Ich bin würdig, sagte sie sich. Ich muß es sein.

Die Dämonen, die sie auf dem Weg hierher geplagt hatten, schienen sich nicht um den schwarzen Tempel zu kümmern. Zumindest folgte ihnen keiner von ihnen, als sie das Netz hinter sich ließen. Lange Zeit marschierten die Drow einfach nur weiter, überquerten den immensen Vorplatz, während die Tempelmauern näher und näher kamen und ihre finsteren Details erkennbar wurden.
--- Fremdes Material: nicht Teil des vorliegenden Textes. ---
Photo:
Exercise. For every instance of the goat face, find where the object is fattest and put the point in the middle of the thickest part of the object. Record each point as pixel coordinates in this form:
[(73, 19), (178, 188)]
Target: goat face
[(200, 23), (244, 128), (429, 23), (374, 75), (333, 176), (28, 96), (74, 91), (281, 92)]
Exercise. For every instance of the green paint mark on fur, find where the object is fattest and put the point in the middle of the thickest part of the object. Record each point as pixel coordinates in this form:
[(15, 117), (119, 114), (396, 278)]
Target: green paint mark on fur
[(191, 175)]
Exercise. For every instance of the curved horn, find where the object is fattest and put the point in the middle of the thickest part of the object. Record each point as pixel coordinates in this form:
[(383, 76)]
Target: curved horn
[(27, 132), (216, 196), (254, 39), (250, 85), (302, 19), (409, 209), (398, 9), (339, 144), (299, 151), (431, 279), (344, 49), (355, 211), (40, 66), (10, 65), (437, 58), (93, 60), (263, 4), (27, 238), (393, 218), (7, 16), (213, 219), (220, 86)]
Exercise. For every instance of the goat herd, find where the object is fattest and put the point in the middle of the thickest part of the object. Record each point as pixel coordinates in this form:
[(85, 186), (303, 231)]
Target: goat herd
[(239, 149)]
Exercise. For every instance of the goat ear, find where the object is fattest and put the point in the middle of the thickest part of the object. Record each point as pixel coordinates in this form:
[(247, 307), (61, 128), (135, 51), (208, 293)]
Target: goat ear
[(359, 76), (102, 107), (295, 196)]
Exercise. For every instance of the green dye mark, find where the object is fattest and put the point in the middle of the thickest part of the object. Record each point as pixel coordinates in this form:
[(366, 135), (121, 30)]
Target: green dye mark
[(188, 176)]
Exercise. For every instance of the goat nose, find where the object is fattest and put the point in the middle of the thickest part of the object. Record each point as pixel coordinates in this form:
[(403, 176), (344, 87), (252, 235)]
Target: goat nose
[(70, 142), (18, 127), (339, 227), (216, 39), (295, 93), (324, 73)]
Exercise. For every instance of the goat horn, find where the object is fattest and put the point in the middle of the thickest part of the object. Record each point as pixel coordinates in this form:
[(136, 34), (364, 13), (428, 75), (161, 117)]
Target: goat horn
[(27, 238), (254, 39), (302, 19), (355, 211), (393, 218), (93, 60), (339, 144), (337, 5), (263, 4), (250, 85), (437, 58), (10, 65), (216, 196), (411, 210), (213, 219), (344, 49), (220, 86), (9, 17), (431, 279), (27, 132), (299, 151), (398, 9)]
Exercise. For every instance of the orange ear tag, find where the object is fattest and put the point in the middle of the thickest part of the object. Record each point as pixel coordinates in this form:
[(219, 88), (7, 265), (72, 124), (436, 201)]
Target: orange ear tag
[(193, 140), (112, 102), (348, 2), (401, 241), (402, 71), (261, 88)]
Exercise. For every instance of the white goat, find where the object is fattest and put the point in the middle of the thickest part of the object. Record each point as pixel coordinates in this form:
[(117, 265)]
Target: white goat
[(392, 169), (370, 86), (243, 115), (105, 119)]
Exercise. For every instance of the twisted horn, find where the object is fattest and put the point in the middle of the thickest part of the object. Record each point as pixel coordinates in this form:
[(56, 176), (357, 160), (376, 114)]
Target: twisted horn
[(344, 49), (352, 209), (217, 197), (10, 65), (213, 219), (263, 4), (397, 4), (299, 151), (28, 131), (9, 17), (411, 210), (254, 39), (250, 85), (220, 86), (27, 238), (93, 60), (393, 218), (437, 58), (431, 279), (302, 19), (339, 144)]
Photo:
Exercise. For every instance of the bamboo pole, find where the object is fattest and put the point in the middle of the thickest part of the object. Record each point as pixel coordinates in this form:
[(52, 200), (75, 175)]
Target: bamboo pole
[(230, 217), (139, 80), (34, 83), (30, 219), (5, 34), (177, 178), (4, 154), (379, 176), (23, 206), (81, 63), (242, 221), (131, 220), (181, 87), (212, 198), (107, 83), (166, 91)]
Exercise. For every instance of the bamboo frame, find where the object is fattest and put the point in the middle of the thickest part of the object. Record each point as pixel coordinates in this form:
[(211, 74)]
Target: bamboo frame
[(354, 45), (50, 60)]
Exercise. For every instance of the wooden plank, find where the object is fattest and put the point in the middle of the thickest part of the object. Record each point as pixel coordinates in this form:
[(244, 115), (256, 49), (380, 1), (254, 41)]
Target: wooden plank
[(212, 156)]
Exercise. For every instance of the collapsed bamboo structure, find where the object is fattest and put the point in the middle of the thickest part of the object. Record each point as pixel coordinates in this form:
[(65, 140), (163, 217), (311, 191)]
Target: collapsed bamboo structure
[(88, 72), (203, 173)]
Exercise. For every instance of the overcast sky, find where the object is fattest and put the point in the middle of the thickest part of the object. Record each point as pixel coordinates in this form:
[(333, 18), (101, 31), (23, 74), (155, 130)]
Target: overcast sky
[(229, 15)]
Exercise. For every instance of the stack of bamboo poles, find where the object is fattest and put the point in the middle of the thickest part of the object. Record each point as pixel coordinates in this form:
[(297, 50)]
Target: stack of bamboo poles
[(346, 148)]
Quenthel orientierte sich bei ihrem Marsch an einem scharfen Bruch in der megalithischen Mauer, einer gewaltigen Spalte, die der Säulengang des Tempels gewesen sein mußte. Von Zeit zu Zeit kamen sie an sonderbaren, leblosen Gestalten großer, spinnenartiger Wesen vorbei, die aus flüssigem schwarzen Stein geschaffen zu sein schienen. Sonderbarerweise wurden diese erstarrten Formen um so kleiner, je näher sie der Spalte kamen. Halisstra verwarf es, über dieses Geheimnis nachzudenken, statt dessen konzentrierte sie sich auf das Ziel, das vor ihnen lag.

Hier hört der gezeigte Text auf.